While this evidence sounds great, there is research indicating that owning a cat, or pets in general, has no effect on depression or anxiety. For some, it can even make mental health symptoms worse.

A 2020 study of adults age 50 and older found no difference in depressive symptoms between pet owners and those without pets.

Meanwhile, having high levels of attachment to a pet raised symptoms of depression and loneliness in a 2010 study. New Zealand researchers saw that people who lived alone with pets “were more likely to report diagnoses of depression and anxiety.”

Two separate Japanese studies also explored the influence of owning a cat on teenagers Y pregnant peoplerespectively.

Both found that those with cats had poorer mental health. While the reasons weren’t clear, the researchers suggested it could be due to cat owners:

  • be associated with lower levels of self-esteem
  • get less exercise and time outdoors (compared to those with dogs)

When it comes to anxiety, symptoms can also be exacerbated by behaviors and activities associated with ownership.

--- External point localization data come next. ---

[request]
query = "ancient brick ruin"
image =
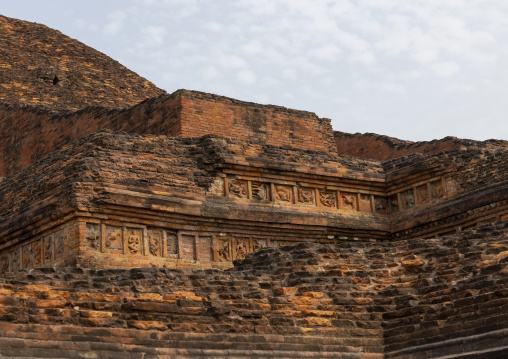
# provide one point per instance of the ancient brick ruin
(191, 225)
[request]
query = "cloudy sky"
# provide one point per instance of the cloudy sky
(416, 70)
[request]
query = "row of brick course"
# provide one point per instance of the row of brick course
(384, 148)
(39, 130)
(351, 300)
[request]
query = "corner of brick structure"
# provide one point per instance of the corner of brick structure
(136, 223)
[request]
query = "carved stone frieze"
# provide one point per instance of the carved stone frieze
(37, 252)
(278, 243)
(422, 193)
(48, 248)
(364, 204)
(241, 248)
(283, 193)
(238, 189)
(155, 242)
(260, 191)
(113, 237)
(223, 249)
(4, 264)
(393, 201)
(327, 198)
(348, 201)
(27, 256)
(381, 205)
(306, 195)
(134, 241)
(93, 235)
(452, 187)
(257, 244)
(436, 190)
(408, 199)
(172, 243)
(60, 243)
(15, 259)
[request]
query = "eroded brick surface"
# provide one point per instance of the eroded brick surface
(413, 298)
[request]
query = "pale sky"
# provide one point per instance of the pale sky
(416, 70)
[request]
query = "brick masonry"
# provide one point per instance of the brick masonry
(410, 299)
(194, 225)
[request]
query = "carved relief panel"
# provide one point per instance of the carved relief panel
(422, 193)
(172, 243)
(204, 248)
(283, 193)
(93, 236)
(393, 201)
(381, 205)
(278, 243)
(241, 248)
(27, 256)
(155, 242)
(408, 199)
(49, 249)
(260, 191)
(452, 187)
(114, 238)
(15, 259)
(257, 244)
(187, 247)
(59, 238)
(133, 241)
(37, 252)
(364, 204)
(327, 198)
(306, 195)
(348, 201)
(4, 264)
(436, 190)
(238, 188)
(223, 249)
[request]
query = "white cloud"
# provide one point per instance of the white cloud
(154, 35)
(446, 68)
(213, 26)
(210, 72)
(116, 22)
(246, 77)
(231, 61)
(253, 47)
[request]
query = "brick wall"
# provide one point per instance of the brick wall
(205, 113)
(373, 146)
(417, 299)
(29, 133)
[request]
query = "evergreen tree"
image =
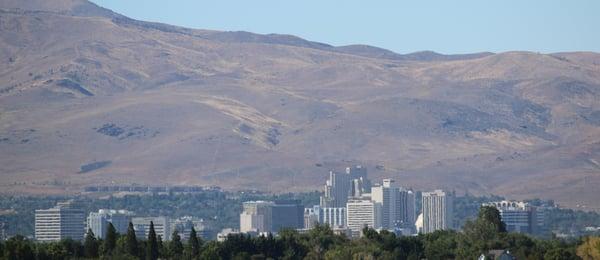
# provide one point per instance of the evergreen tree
(152, 244)
(491, 215)
(131, 246)
(194, 243)
(175, 246)
(110, 243)
(161, 248)
(90, 245)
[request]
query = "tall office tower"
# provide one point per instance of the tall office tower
(311, 217)
(98, 221)
(358, 174)
(406, 209)
(334, 217)
(256, 216)
(337, 189)
(517, 215)
(62, 221)
(161, 227)
(287, 214)
(361, 213)
(386, 196)
(438, 210)
(184, 226)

Especially if you’re a new owner, “it can be a challenge,” says Fallon. “Not knowing how to take care of basic needs can lead to worry and anxiety about doing something that could hurt them.”

Other factors can also cause or increase anxiety. Cutler explains that some stressors can include:

  • training
  • behavior problems
  • litter box problems
  • medical concerns
  • cat care if you have to be away from home
  • financial responsibilities associated with the property

It’s not just people who experience trauma, depression and anxiety: animals can too. For example, felines can develop separation anxiety and they feel greater stress when they are away from their owner.

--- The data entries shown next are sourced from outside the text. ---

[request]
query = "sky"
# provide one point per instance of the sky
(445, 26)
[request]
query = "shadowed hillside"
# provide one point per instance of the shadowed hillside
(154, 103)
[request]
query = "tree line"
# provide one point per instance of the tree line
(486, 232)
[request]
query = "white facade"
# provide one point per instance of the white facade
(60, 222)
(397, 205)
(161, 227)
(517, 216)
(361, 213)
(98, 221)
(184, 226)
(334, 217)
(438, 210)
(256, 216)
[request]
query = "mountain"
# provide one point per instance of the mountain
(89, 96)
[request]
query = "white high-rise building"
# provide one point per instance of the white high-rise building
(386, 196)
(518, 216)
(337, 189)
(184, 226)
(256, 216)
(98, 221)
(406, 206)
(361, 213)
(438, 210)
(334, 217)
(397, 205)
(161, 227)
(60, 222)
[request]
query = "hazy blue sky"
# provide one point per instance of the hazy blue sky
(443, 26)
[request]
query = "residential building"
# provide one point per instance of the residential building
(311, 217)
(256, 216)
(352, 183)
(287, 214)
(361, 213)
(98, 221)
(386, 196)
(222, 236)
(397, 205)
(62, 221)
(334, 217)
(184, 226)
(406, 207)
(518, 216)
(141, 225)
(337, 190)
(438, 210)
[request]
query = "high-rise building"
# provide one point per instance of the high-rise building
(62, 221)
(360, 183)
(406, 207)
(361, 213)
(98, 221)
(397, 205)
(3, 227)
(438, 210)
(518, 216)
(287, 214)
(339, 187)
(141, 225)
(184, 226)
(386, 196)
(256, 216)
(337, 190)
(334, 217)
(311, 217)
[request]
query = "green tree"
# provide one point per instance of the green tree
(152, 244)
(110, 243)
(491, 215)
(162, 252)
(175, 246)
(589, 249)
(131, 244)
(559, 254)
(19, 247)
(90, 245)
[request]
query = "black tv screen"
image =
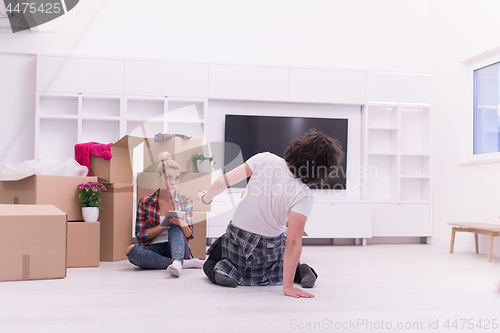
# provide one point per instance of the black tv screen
(257, 134)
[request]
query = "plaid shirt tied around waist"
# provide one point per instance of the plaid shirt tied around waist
(251, 259)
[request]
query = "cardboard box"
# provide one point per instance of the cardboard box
(33, 245)
(83, 244)
(60, 191)
(198, 244)
(116, 219)
(180, 149)
(190, 184)
(119, 168)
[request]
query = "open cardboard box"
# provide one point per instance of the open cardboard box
(119, 168)
(181, 150)
(40, 252)
(116, 218)
(60, 191)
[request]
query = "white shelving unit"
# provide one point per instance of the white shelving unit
(64, 120)
(91, 99)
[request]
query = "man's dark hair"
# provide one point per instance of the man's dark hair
(313, 157)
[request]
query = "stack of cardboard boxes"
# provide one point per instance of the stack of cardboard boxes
(181, 150)
(116, 215)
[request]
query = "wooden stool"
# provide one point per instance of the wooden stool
(493, 230)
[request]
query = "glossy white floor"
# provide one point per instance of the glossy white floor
(373, 288)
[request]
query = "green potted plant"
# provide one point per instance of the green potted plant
(203, 163)
(90, 196)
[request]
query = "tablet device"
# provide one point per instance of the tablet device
(175, 213)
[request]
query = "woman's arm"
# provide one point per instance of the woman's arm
(232, 177)
(293, 249)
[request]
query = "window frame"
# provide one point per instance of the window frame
(467, 121)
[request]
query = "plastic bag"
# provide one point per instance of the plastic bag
(70, 167)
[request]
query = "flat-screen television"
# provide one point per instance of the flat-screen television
(256, 134)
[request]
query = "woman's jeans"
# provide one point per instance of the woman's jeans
(161, 255)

Also, as intuitive creatures, “cats are sensitive to the emotions and feelings of their owners,” Whittenburg notes, and can “pick up these emotions and can become anxious.”

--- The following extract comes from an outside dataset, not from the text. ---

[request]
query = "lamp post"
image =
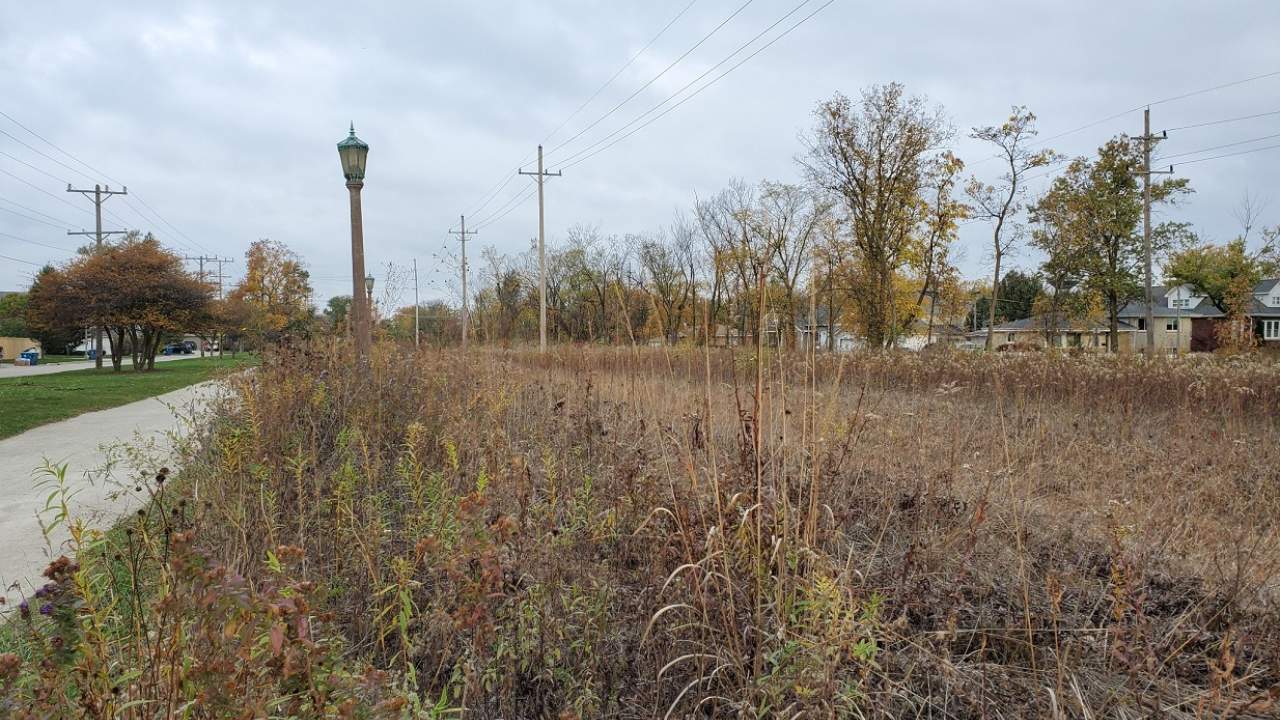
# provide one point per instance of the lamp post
(352, 151)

According to Cutler, signs of anxiety in cats include:

  • assault
  • changes in sleep patterns
  • loss of appetite and weight loss
  • hide or try to escape
  • increased meowing or other vocalizations
  • pace or trouble relaxing
  • increased grooming

“Any of these signs should prompt a trip to your vet,” adds Whittenburg.

Does the ‘transfer’ apply to pets?

However, if you’re experiencing depression, you don’t need to worry about “passing” the symptoms on to your feline.

“It is my opinion that depression is not contagious, and a clinically depressed owner does not pose a danger to the mental health of their cat, as long as they can care for it properly. [it]Whittenburg says. “I don’t think there’s a cycle between pet and owner.”

As Whittenburg points out, “every human and every mental health diagnosis is different.” So if you have depression or anxiety, it doesn’t necessarily mean that having a cat will increase your symptoms.

However, she recommends that “owners talk to their doctor before getting a new pet if there is a chance that the stress of caring for [it] It can worsen your condition.

If you are experiencing depression or anxiety, remember that support is always available. Fallon reports that possible treatments include:

  • talk therapy
  • medicine
  • participation in other activities that may lead to improvement of symptoms

And, if your cat’s behavior or stress around her care is contributing to her symptoms, you can talk to a vet about “needed support or education about the unknown,” Fallon adds.

Millions of people have a feline friend and report that ownership brings joy, security, and companionship. The study findings also support such benefits.

However, some research has found that being a cat parent they can increase symptoms of anxiety and depression. This can be due to factors such as finances related to the property, mischievous cat behaviors, and pre-existing trust and esteem issues.

More research, specifically around cats, is needed to better understand how the human-feline relationship can affect mental health. In the meantime, if you think your cat is contributing to your anxiety or depression, you can consult a doctor or veterinarian about steps that might help.